The carbon border adjustment mechanism will go into effect on October 1 this year, making exports from nations like India more expensive. The EU is the largest trading bloc in the G20.


"The EU enacted five trade and climate change legislation in the first eight months of 2023. Before individual nations rush to the WTO, the G20 nations should tackle this issue since it is the "elephant in the room." Ajay Srivastava, co-founder of the think tank Global Trade Research Initiative (GTRI), claimed that this could soon cause the collapse of global trade.


According to Shardul S. Shroff, Executive Chairman of Shardul Amarchand Mangaldas & Co, India should work with the G20 to establish itself as a global leader in the digital economy and leverage that position to increase exports of IT and IT-enabled services.


According to Shroff, India should take the lead in establishing international standards for the digital economy's multiple facets, including data protection, international contracting, digital assets, and international taxation, as doing so will increase the country's presence in the world market for services exports.


Global businesses will continue to invest in India because it has the greatest expanding middle-income population, providing a huge consumer base for both goods and services, according to Gaurav Dani, founding partner of INDUSLAW.


Rumki Majumdar, economist at Deloitte India, expressed a similar opinion, stating that the G20 Presidency will benefit India in luring numerous global corporations searching for alternative locations for investment and supply chain diversification.


According to Deep Kapuria, chairman of the Hi-Tech Group, significant improvements in infrastructure, ease of doing business, a skilled labor force, and a developing market with a sizable middle class customer base are some of the main characteristics that make India one of the most desirable countries to invest in and import high-quality goods.


Sharad Kumar Saraf, a Mumbai-based exporter and the chairman of Technocraft Industries, predicted that trade between India and G20 nations will increase quickly as a result of the members' increased comfort and confidence following India's numerous events in various locations.


This contributed to showing the nation as a whole. For India, the G20 Presidency has opened up a wide range of prospects. India now has the chance to seize it. According to Saraf, India should think about turning the G20 into an economic bloc with slightly looser trade restrictions and perhaps cheaper customs fees for group members.

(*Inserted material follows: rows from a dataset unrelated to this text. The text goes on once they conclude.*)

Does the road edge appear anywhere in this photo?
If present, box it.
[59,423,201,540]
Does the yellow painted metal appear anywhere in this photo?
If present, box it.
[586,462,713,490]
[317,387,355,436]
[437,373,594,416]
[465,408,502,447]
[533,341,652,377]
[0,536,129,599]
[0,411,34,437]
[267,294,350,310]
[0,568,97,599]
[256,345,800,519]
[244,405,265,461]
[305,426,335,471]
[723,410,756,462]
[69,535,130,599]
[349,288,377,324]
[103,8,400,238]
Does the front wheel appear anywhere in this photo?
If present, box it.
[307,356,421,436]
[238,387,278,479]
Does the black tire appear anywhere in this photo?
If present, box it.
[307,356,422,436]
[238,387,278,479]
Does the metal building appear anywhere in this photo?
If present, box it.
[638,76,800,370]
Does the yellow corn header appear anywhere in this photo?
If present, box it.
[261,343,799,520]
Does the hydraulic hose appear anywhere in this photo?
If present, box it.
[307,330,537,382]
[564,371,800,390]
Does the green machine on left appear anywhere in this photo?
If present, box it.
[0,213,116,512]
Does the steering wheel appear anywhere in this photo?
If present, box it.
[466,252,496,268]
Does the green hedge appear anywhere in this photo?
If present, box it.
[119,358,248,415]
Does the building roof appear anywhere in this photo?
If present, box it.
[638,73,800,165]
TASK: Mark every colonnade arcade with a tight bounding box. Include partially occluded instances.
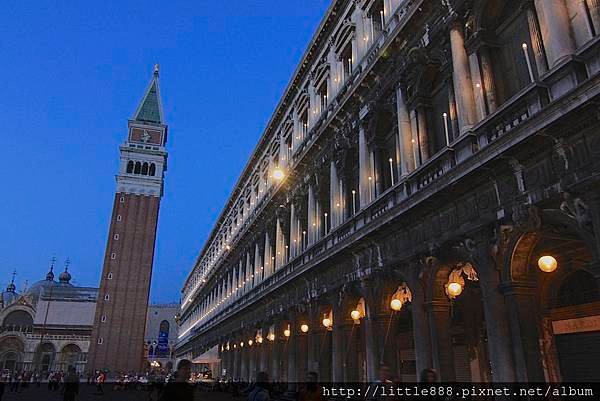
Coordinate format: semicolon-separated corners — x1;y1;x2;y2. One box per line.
214;206;600;383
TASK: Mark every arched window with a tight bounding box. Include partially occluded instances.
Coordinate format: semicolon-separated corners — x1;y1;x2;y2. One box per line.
2;310;34;327
60;344;82;369
159;320;170;334
134;162;141;174
142;162;149;175
149;163;156;176
157;320;170;357
126;161;134;174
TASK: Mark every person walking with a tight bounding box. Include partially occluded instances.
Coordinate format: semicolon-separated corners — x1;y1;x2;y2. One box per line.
62;366;79;401
94;370;105;395
248;372;270;401
159;359;194;401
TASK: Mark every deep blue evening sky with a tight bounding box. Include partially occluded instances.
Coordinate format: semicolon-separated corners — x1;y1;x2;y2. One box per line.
1;1;331;303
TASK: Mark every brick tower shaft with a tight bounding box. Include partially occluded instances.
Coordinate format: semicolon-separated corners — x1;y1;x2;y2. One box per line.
88;65;168;374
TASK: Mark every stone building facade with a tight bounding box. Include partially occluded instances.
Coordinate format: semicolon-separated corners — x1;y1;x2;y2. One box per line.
144;303;179;372
177;0;600;383
0;265;97;374
88;65;169;374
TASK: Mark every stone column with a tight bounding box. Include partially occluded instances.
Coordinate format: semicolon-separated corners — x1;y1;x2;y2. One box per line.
248;342;257;382
263;232;272;278
501;281;545;381
476;255;516;382
308;185;317;245
396;84;415;176
359;123;372;206
468;52;486;121
240;342;248;381
427;299;455;381
589;0;600;34
523;1;549;77
233;343;241;380
330;161;341;229
331;303;345;383
362;300;380;383
289;204;297;258
478;46;498;113
275;218;285;269
409;280;433;377
270;325;282;382
416;106;430;162
259;328;269;373
534;0;575;68
360;279;382;383
287;315;298;391
409;109;421;167
449;21;477;134
307;310;320;374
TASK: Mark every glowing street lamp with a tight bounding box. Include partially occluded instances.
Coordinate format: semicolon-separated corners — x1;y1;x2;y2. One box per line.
300;324;309;333
272;167;285;181
538;255;558;273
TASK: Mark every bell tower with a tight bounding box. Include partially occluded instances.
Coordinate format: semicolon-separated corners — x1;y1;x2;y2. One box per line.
88;65;168;373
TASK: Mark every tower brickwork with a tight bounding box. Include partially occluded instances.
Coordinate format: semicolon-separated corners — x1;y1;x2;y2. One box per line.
88;65;168;373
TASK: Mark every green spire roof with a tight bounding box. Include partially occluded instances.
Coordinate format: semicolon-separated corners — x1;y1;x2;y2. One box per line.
132;64;165;124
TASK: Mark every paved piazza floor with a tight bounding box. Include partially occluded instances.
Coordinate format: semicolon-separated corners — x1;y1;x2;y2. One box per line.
1;384;239;401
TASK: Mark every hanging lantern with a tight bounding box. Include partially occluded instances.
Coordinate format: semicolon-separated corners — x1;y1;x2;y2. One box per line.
445;264;478;300
322;310;333;329
268;325;275;341
445;269;465;299
390;298;403;311
538;255;558;273
351;298;366;323
390;282;412;311
300;324;309;333
256;329;263;344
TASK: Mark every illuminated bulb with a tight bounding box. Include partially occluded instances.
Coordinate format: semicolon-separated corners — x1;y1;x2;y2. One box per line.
300;324;309;333
350;310;361;320
522;43;528;50
447;282;463;298
257;336;263;344
322;318;332;328
248;339;253;346
538;255;558;273
240;342;244;347
390;298;403;311
268;333;275;341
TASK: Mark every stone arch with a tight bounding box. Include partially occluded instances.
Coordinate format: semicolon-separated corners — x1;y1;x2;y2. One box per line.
0;336;25;371
2;310;33;327
505;208;597;283
34;342;56;372
60;343;82;368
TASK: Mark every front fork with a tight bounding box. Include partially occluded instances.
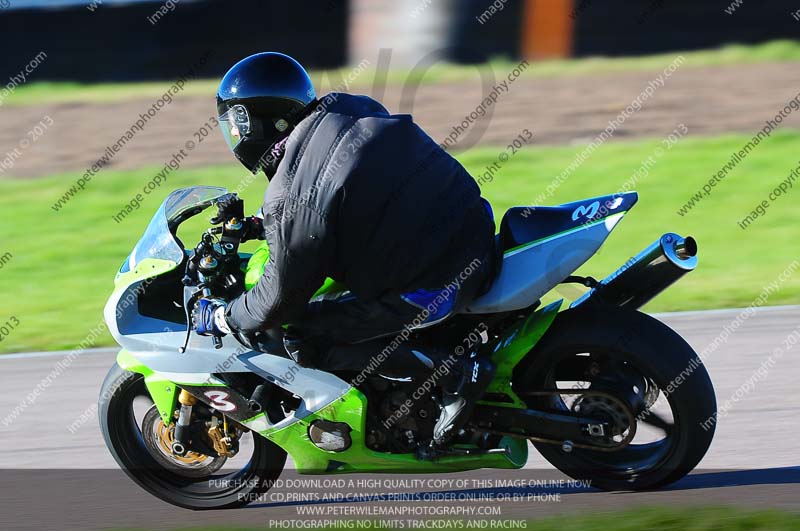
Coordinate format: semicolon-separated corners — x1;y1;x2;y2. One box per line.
172;389;197;456
117;350;255;458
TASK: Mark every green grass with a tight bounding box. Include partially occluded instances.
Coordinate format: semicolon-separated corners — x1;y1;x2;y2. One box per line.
114;506;800;531
465;130;800;312
1;131;799;353
526;506;800;531
4;40;800;107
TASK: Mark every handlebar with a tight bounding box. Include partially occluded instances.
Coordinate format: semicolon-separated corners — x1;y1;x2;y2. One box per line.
178;214;246;353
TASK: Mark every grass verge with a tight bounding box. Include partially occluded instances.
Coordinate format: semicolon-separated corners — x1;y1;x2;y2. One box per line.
1;131;798;353
4;40;800;107
115;506;800;531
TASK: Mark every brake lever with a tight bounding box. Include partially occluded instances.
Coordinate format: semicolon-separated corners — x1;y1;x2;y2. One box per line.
179;287;203;353
178;286;224;352
180;224;232;353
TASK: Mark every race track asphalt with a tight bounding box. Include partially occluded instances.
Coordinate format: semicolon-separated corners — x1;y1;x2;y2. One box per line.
0;306;798;530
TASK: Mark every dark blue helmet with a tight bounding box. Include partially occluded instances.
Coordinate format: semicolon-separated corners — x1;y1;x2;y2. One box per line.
216;52;316;174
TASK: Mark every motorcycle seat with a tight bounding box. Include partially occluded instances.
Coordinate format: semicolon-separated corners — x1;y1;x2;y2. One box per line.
464;193;638;314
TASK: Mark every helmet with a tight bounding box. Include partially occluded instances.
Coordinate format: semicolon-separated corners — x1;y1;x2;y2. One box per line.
216;52;316;174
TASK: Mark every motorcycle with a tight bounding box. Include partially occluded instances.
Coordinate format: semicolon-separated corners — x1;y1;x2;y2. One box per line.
99;186;716;510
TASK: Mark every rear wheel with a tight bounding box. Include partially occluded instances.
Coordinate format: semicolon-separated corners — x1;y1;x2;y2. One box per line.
515;305;716;490
99;363;286;509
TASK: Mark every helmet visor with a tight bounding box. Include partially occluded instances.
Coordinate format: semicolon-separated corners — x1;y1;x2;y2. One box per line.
218;104;252;152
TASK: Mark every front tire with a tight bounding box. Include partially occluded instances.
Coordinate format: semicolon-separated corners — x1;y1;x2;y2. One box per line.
99;363;286;510
515;305;716;490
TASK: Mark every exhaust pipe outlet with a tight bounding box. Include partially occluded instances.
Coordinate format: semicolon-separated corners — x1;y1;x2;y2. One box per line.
572;233;698;310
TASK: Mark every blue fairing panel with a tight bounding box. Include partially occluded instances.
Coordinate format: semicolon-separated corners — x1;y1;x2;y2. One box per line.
401;287;458;326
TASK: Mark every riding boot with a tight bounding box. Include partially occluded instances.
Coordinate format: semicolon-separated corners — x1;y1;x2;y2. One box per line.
432;356;495;446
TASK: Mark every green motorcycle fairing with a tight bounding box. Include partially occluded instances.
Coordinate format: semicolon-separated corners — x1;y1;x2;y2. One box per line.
482;300;562;409
113;242;561;474
245;241;344;296
117;349;179;424
252;301;563;474
259;387;528;474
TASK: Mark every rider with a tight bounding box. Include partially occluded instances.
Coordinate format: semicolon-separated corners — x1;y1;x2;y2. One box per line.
192;52;497;447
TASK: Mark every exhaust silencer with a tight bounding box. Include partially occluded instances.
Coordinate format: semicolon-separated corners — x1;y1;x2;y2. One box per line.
572;233;698;310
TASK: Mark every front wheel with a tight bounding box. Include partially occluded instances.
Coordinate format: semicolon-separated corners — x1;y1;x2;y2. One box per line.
99;363;286;510
515;305;716;491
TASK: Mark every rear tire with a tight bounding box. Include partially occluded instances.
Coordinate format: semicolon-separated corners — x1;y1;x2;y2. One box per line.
515;305;716;490
99;363;286;509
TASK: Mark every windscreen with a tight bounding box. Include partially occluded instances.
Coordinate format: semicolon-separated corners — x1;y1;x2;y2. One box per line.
120;186;228;273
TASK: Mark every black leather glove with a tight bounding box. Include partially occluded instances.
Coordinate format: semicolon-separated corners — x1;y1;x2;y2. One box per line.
241;216;265;242
210;193;244;225
283;332;320;368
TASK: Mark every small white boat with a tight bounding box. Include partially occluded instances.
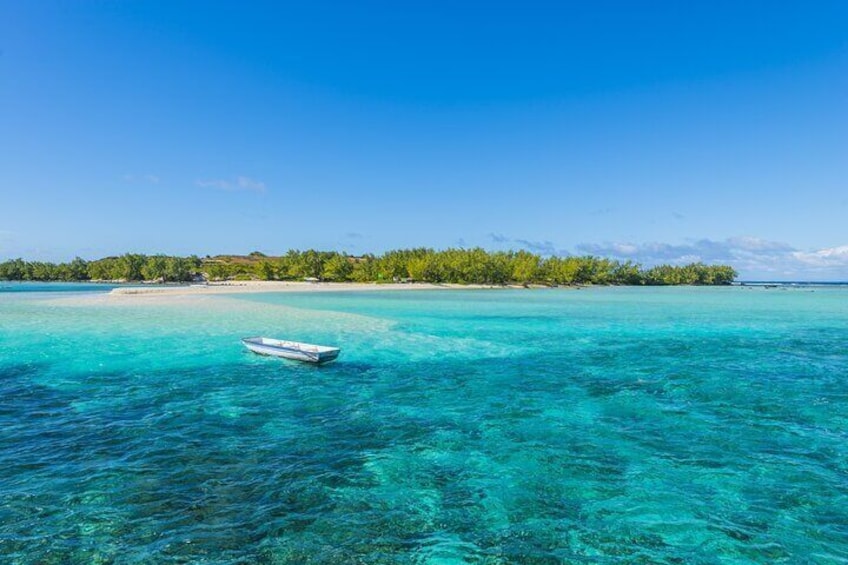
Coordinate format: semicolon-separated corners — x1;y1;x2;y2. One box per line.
241;336;340;364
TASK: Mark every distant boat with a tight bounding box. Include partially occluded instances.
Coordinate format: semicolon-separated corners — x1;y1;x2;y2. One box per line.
241;336;340;364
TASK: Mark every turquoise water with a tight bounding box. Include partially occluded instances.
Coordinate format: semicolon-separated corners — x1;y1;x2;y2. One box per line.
0;281;121;293
1;285;847;563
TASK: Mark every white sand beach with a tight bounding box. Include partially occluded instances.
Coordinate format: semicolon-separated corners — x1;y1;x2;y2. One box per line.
108;280;508;297
38;281;550;308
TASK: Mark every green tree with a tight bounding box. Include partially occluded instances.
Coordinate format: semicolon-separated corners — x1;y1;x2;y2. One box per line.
88;258;117;280
66;257;90;281
351;255;378;282
510;251;540;284
1;249;738;286
142;255;168;281
543;257;579;285
611;260;643;285
203;261;232;281
1;259;27;280
116;254;146;281
407;253;444;282
255;260;277;281
165;256;195;281
322;254;353;281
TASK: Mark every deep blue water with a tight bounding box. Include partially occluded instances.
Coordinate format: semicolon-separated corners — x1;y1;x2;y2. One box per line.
1;285;846;563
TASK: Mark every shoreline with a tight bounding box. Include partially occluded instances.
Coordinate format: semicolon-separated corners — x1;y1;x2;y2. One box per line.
107;280;522;297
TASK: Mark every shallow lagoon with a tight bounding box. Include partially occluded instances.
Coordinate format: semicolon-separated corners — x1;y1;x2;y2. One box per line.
1;285;847;563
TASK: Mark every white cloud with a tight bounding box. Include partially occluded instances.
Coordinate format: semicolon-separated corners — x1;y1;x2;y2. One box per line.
197;176;266;193
577;238;848;281
793;245;848;266
236;176;265;192
470;233;848;280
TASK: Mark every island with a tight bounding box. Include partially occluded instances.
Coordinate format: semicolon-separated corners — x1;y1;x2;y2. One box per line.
0;248;736;286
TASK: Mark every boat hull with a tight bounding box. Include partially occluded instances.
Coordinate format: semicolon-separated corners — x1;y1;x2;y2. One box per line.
241;337;340;364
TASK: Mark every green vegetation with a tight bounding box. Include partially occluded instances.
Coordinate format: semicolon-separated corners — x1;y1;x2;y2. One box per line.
0;249;737;286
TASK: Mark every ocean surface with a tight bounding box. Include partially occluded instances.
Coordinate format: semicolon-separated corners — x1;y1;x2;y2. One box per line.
1;283;846;564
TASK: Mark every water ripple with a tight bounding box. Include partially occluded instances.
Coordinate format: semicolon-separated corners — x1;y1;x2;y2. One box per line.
1;287;847;562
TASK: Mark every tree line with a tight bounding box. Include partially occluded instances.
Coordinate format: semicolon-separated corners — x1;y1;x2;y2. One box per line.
0;248;737;286
0;255;200;283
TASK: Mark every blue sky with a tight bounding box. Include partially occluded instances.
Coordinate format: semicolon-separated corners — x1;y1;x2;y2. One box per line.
1;1;847;279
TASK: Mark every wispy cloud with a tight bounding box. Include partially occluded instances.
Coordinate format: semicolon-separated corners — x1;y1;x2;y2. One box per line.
488;233;568;256
196;176;266;193
345;232;363;239
576;237;848;280
196;179;230;190
515;238;561;256
236;176;266;192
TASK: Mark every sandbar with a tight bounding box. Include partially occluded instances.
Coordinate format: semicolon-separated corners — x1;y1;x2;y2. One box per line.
108;280;508;297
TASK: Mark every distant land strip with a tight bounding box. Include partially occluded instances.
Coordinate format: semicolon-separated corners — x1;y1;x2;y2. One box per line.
0;248;736;286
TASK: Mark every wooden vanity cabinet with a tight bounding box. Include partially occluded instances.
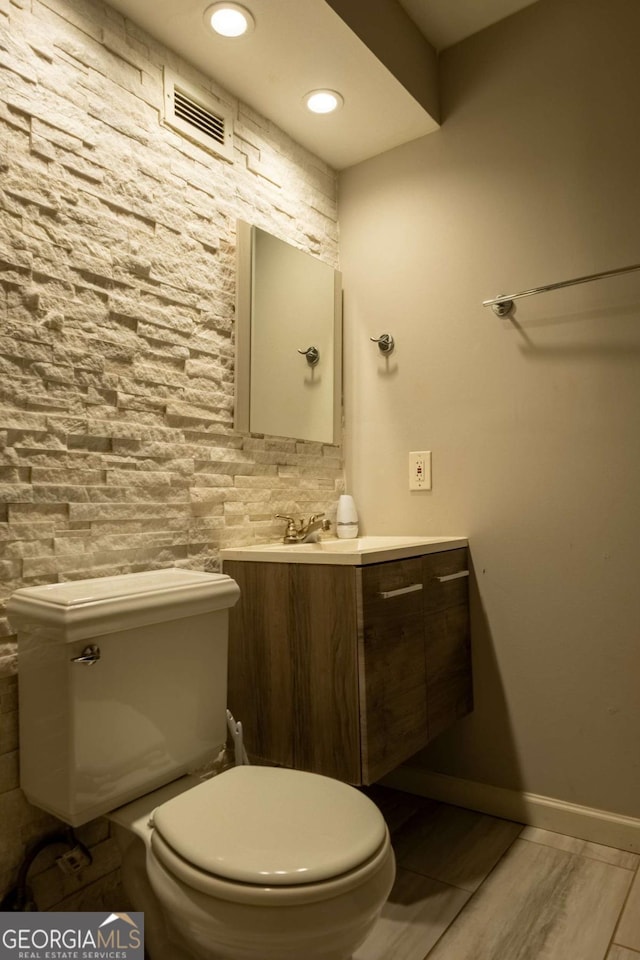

In 2022, India will rank ninth among the G20 nations in terms of total trade in goods and services ($1,662 billion). The top three countries are the EU (17,151 billion), China (7,183 billion), and the USA (6,933 billion).


In 2022, G20 countries accounted for 64.4% of India's merchandise exports and 52.4% of its imports.


The top five G20 countries for Indian exports are the United States ($91 billion), the European Union ($87 billion), China ($17.5 billion), the United Kingdom ($14.4 billion), Turkey ($10.7 billion), and Saudi Arabia ($10 billion).


China supplied the nation with USD 118.5 billion last year, followed by the EU with USD 59.1 billion, Saudi Arabia with USD 43.3 billion, the USA with USD 38.4 billion, Russia with USD 34 billion, Australia with USD 19.2 billion, Korea with USD 18.9 billion, and Japan with USD 13.9 billion.


India's top exports to these member nations in 2022, according to industry, included electronics and machinery (USD 41.3 billion), petroleum products (USD 30 billion), cut and polished diamonds and gold jewelry (USD 25.9 billion), organic chemicals (USD 20.5 billion), medicines (USD 16.4 billion), and automobile parts (USD 11.8 billion).


Electronics (worth USD 46.6 billion), machinery (USD 42.5 billion), petroleum products (USD 40.6 billion), organic chemicals, APIs (USD 18.9 billion), rough diamonds and gold (USD 17.6 billion), raw materials for plastics (USD 13.0 billion), and iron and steel (USD 12.8 billion) were the main imports.


The US is the largest investor in terms of foreign direct investments (FDI), accounting for USD 61.3 billion, or 9% of India's FDI from April 2000 to June 2023, when it totaled USD 645.4 billion.


Japan came in second with a contribution of USD 40 billion (or 6%), followed by the UK (USD 34.3 billion, or 5%), Germany (USD 14.25 billion, or 2%), and France (USD 10.62 billion, or 1.64%).